The footage has long-shots of Mahatma Gandhi and Muhammad Ali Jinnah (possibly taken a day before the start of the actual conference), and then shows Lord Wavell and his wife, Eugenie Quirk (Countess Wavell) welcoming other Indian National Congress (INC) and Muslim League leaders, including Jinnah, on the day of the conference.

“The NFAI thanks Ms. South for her thoughtfulness in preserving this footage as well as thinking of sending it to us. The footage is indeed an amazing collection of shots taken during a crucial period prior to India’s independence. Several key political personalities of the time are seen and captured on the camera, some in close-ups,” Prakash Magdum, Director, NFAI, told The Hindu .

The tape begins with shots of the imposing and stately Viceregal Lodge (now known as the Rashtrapati Niwas) on the summit of the Observatory Hills, then has Jinnah arriving at the Lodge.
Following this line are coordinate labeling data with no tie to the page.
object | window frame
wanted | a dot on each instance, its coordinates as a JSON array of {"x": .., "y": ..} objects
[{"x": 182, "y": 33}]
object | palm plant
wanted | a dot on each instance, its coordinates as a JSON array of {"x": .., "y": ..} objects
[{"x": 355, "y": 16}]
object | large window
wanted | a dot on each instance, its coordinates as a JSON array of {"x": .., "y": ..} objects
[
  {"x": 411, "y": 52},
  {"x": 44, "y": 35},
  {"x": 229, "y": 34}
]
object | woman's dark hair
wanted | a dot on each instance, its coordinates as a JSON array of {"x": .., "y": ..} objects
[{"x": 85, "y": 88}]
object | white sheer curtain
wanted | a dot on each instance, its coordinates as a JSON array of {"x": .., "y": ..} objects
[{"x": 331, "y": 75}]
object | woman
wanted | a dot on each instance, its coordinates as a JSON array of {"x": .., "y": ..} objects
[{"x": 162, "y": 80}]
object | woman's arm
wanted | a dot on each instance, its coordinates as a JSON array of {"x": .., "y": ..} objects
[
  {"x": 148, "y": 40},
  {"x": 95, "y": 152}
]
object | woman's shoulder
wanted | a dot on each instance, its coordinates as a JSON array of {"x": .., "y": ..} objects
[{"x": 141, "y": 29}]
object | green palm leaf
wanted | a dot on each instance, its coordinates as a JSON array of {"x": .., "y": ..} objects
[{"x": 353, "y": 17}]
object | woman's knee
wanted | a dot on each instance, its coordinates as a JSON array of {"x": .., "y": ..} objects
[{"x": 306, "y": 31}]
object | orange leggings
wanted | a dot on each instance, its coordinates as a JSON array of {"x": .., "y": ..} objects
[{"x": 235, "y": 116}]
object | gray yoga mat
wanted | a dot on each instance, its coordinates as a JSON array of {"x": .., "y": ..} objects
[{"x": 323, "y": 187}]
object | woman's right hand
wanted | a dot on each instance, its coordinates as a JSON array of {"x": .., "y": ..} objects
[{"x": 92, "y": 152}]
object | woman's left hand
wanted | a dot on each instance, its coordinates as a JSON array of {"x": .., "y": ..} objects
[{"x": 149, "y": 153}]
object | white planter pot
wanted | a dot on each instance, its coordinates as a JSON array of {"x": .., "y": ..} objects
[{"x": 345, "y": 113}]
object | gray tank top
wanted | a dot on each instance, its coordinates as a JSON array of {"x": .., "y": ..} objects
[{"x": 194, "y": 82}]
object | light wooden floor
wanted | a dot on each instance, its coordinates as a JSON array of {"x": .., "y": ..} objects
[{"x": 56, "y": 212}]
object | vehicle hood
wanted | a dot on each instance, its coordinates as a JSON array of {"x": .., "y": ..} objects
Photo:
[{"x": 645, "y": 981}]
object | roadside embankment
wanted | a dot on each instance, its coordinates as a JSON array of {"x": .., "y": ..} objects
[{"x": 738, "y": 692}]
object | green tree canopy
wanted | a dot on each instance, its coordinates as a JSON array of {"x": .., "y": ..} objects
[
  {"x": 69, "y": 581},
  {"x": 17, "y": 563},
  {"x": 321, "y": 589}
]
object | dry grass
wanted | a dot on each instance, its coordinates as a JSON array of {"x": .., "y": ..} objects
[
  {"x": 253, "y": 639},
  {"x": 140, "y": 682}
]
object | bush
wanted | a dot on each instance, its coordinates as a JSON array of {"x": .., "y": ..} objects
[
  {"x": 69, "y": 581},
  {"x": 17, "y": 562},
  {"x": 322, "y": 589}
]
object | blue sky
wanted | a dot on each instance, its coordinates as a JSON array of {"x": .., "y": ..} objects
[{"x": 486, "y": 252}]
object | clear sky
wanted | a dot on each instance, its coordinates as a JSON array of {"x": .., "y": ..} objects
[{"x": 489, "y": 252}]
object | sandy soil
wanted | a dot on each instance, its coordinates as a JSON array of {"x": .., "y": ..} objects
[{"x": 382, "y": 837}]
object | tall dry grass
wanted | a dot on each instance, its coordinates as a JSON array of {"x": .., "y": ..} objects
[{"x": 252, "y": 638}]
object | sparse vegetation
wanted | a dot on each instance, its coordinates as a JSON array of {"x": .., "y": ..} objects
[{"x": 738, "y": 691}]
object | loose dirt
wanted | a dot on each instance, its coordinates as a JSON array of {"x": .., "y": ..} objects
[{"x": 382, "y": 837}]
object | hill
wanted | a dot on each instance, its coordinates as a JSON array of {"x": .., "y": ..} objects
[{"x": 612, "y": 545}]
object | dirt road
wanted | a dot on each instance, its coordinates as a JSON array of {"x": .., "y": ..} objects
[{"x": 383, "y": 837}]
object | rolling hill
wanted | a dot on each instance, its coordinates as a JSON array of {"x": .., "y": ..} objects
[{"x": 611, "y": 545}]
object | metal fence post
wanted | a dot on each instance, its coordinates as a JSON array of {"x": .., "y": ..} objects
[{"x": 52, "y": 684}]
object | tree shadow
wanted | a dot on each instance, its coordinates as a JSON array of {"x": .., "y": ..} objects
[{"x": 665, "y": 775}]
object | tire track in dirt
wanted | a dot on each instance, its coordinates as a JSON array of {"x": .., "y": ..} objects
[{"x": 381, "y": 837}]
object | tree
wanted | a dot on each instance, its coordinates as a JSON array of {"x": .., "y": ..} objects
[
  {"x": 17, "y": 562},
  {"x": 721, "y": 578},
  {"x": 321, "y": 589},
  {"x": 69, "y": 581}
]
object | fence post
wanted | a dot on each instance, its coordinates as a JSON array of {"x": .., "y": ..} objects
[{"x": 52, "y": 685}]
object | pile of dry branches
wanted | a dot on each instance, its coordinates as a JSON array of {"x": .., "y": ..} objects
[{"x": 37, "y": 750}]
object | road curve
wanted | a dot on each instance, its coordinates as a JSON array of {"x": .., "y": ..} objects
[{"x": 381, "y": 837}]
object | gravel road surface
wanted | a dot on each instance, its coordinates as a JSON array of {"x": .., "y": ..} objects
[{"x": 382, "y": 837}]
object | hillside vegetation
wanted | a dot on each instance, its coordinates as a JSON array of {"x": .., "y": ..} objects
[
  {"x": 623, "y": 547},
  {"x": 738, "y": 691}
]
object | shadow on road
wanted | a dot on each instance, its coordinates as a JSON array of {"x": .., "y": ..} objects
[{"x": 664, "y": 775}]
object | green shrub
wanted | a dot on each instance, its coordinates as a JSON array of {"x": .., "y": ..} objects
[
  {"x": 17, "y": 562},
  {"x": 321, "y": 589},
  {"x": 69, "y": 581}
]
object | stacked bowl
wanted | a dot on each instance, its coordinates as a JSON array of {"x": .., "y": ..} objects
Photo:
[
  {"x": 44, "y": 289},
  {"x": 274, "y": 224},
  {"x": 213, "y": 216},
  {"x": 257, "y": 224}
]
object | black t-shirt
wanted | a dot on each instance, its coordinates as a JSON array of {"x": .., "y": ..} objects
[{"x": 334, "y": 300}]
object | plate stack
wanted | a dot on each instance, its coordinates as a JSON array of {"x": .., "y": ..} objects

It also has Gandhi — who was present during the conference but did not take part in the proceedings — exiting the building and walking on the grounds along with an aide and a senior British diplomat.

Shots of the opening day of the conference show Lord Wavell shaking hands with Jinnah, C. Rajagopalachari, Maulana Abul Kalam Azad (the the President of the INC), Babu Rajendra Prasad and Master Tara Singh, among others.

The sunny optimism reflected in the smiles of the leaders in the footage at the start of the conference proved deceptive as the conclave ultimately proved a failure, with Jinnah and the Muslim League remaining adamant that the party should have an exclusive right to nominate Muslim members of the Viceroy’s Executive Council.

Archival value

Remarking on the importance of the footage, Mr. Magdum said it had been shot by an individual who was pursuing his hobby which lent a different colour to the proceedings.

Mr. Magdum said, “One can find long-shots as well as tight close-ups of these leaders who would define the destiny of the Indian sub-continent. It offers a revelatory insight into the mood before the Simla Conference and hence has great archival value,” he said.

Mr. Taylor, who passed away in 2010, had served with the British India Steam Navigation Company when he was just 17 and then joined the RIN when the Second World War broke out, rising to the rank of Lieutenant by the end of the war.

“He later qualified as a medical surgeon in the U.K. in 1954 and returned to Simla with his wife as he had lasting and fond memories of the place. In her letter to us, Ms. South says that her father [Mr. Taylor] would have been intensely proud if his film, which captures so many important players on an historic occasion, were to be preserved by us,” said Mr. Magdum.

He also said that the footage in the first tape, which was a private home video showing Mr. Taylor with his friends, was taken in Bombay (now Mumbai) and featured shots of the Marine Drive and the Rajabai Clock Tower with a view of Mumbai in the mid-1940s.